Auch dass der arme Erik, der stets überflüssigerweise einen Blumenstrauß im Arm trägt (welcher seine Destination nie erreichen sollte), die angebetete Senta aus beträchtlicher Distanz erfolglos zu bezirzen hat – da kommt nun wirklich keinerlei Erotik auf und Erik hat tatsächlich nicht die geringsten Chancen, zumal nicht in dieser großräumigen Inszenierung.

Dass sich Senta in halsbrecherischer Pose und feuerrotem Kostüm auf dem Dach der Spinnerei in Sehnsucht nach ihrem geheimnisvollen Seefahrer ergeht, mag poetisch sein – erinnert aber grotesker- und unpassenderweise irgendwie an „Fiddler on the Roof“.

Spaß beiseite – dass Regisseur Philipp M. Krenn mit diesem kühnen Ausflug der Protagonistin auf den Dachfirst zum Ausdruck bringen wollte, dass Senta der spießig-biederen Enge ihres Daseins entfliehen und gewissermaßen „davonfliegen“ will, darf man durchaus als gelungenen Regieeinfall mit poetischem Touch gelten lassen.

Der fliegende Holländer Fotoprobe © operimsteinbruch.at/wearegiving

Das Orchester, wie immer in seinem separaten Gehäuse und durch die ganz zeitgemäße Lautsprecheranlage auf die Bühne übertragen, wird leider dem Wagner-Sound nicht völlig gerecht: das klingt eher flach und wie durch eine Wand von Watte statt grandios, wie man eigentlich erwarten möchte.

Ob der Dirigent (Patrick Lange) mit einem ohne inadäquate technische Umwege direkt aus dem Orchestergraben wirkenden Orchester diesem Werk völlig gerecht geworden wäre – das ist nur schwer zu beurteilen.

Die vokalen Leistungen hingegen sind tadellos: Elisabeth Teige, die hochdramatische norwegische Sopranistin als Senta mit strahlender, anmutiger, ausdrucksstarker Stimmkraft; der „Holländer“ des George Gagnidze steigert sich vor allem in seiner letzten Arie zur unheimlichen Größe, welche diese Figur ausmacht – der Schmerz und der aussichtslose Kampf gegen den alten Fluch wird plastisch spürbar in der intensiven, drängenden und sonoren Stimme dieses weltweit führenden georgischen Baritons.

Der chinesische Bassist Liang Li stattet den Daland mit bemerkenswerter Klangfülle aber wenig Charisma aus.

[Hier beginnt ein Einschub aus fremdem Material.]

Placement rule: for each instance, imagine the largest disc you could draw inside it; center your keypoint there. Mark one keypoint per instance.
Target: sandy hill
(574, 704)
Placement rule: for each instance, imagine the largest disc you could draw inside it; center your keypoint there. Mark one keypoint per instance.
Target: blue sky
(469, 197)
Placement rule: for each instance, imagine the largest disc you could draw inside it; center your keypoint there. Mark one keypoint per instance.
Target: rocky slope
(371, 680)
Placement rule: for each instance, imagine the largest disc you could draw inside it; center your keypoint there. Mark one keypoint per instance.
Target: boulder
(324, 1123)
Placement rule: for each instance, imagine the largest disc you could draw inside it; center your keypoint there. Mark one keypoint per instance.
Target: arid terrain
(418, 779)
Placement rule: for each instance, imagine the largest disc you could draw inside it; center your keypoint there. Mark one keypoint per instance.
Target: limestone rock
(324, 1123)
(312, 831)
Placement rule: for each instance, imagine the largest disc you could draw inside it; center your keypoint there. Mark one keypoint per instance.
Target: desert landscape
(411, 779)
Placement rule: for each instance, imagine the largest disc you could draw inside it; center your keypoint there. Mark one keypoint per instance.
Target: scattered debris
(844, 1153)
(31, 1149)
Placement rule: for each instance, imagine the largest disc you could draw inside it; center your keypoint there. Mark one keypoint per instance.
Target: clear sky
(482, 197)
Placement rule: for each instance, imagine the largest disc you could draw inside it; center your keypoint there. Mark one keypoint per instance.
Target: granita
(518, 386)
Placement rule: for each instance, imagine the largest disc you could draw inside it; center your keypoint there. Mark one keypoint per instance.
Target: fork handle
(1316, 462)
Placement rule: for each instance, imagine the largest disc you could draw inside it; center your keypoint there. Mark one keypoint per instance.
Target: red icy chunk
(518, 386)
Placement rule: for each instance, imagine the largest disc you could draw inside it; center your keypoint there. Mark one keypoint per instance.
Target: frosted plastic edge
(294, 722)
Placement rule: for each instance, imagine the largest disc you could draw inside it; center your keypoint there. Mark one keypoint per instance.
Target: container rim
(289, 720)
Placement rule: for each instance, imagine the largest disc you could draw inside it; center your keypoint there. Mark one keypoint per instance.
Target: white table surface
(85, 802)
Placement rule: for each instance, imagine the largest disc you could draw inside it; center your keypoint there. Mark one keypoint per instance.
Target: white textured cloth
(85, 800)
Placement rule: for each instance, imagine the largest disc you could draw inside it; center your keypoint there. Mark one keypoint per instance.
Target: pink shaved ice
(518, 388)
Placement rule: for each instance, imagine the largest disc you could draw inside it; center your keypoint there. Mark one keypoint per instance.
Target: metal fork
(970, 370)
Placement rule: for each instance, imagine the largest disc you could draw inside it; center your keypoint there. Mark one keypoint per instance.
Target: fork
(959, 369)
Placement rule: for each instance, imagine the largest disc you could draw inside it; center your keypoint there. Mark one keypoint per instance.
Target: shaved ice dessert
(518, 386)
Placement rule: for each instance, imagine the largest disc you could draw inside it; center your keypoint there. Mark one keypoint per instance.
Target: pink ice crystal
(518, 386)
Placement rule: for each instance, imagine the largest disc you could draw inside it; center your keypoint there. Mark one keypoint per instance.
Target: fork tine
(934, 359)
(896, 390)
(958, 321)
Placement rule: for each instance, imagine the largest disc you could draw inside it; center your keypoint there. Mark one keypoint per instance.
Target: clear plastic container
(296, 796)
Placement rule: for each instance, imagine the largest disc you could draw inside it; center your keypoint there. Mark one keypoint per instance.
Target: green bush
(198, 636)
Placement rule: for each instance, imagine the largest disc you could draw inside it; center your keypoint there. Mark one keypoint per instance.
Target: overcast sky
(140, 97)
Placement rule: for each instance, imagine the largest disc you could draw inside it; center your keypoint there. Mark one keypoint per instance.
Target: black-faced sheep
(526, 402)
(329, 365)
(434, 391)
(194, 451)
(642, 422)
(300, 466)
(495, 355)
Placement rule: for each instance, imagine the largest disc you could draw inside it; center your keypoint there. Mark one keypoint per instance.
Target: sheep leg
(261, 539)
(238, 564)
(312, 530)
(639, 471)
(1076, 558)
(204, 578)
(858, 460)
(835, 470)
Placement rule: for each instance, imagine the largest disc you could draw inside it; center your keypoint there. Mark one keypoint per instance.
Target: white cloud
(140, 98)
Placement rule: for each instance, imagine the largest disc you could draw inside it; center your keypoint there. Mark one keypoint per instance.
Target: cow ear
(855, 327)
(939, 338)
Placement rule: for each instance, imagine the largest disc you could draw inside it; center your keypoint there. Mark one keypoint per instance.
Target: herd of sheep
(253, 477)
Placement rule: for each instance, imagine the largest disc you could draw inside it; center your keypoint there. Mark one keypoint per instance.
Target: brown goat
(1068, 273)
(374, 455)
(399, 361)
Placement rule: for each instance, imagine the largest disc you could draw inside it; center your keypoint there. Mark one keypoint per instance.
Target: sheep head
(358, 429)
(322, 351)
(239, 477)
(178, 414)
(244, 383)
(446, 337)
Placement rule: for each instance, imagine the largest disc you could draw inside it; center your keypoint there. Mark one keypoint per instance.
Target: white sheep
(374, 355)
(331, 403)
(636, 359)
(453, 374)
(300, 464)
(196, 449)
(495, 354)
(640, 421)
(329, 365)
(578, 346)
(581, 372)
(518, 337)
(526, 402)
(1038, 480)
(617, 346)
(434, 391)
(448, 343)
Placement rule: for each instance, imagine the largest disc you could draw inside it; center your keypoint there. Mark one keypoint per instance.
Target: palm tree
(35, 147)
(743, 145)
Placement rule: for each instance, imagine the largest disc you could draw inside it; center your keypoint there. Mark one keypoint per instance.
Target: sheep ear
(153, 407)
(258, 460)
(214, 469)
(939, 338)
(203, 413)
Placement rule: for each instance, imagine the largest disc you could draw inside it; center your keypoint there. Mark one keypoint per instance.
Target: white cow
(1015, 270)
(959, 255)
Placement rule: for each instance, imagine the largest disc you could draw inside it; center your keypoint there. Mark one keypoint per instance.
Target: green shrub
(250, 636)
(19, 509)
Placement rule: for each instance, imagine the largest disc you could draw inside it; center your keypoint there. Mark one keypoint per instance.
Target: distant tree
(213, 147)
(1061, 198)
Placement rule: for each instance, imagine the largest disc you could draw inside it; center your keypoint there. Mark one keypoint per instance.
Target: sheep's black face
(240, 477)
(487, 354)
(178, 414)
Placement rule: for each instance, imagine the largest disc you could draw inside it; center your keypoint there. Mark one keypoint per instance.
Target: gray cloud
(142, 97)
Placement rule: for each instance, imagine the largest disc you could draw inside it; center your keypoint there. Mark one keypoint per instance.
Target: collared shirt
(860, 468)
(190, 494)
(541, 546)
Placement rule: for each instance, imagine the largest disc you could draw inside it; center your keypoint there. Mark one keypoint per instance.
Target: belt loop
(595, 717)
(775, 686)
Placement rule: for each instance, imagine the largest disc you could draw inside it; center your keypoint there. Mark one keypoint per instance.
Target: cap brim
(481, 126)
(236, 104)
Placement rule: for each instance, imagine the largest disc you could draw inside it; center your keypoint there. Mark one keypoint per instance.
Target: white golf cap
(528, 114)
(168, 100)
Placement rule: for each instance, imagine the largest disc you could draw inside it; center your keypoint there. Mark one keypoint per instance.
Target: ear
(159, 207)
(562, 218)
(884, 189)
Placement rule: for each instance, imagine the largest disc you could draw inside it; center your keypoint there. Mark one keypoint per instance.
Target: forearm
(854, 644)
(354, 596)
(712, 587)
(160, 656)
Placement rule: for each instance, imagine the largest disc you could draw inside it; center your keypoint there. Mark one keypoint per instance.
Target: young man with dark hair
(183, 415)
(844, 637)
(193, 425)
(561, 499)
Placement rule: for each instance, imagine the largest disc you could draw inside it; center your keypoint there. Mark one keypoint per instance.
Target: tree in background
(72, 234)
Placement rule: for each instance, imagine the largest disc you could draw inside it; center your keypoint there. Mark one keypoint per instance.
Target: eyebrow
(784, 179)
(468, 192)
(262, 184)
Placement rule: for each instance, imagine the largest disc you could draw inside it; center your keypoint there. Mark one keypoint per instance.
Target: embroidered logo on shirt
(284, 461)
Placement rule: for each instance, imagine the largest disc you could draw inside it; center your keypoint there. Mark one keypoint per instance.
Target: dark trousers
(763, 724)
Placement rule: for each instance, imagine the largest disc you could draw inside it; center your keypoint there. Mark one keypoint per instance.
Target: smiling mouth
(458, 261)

Der Erik des amerikanischen Tenors
AJ Glueckert – bekannt aus Glyndebourne, der MET, der Oper Frankfurt und anderen bedeutenden Spielstätten, bringt mit samtener Wärme und tenoralem Schmelz die Aussichtslosigkeit seines Liebeswerbens um Senta zum Ausdruck. Gegen Gespenster haben selbst die bravsten Tenöre keine reellen Chancen.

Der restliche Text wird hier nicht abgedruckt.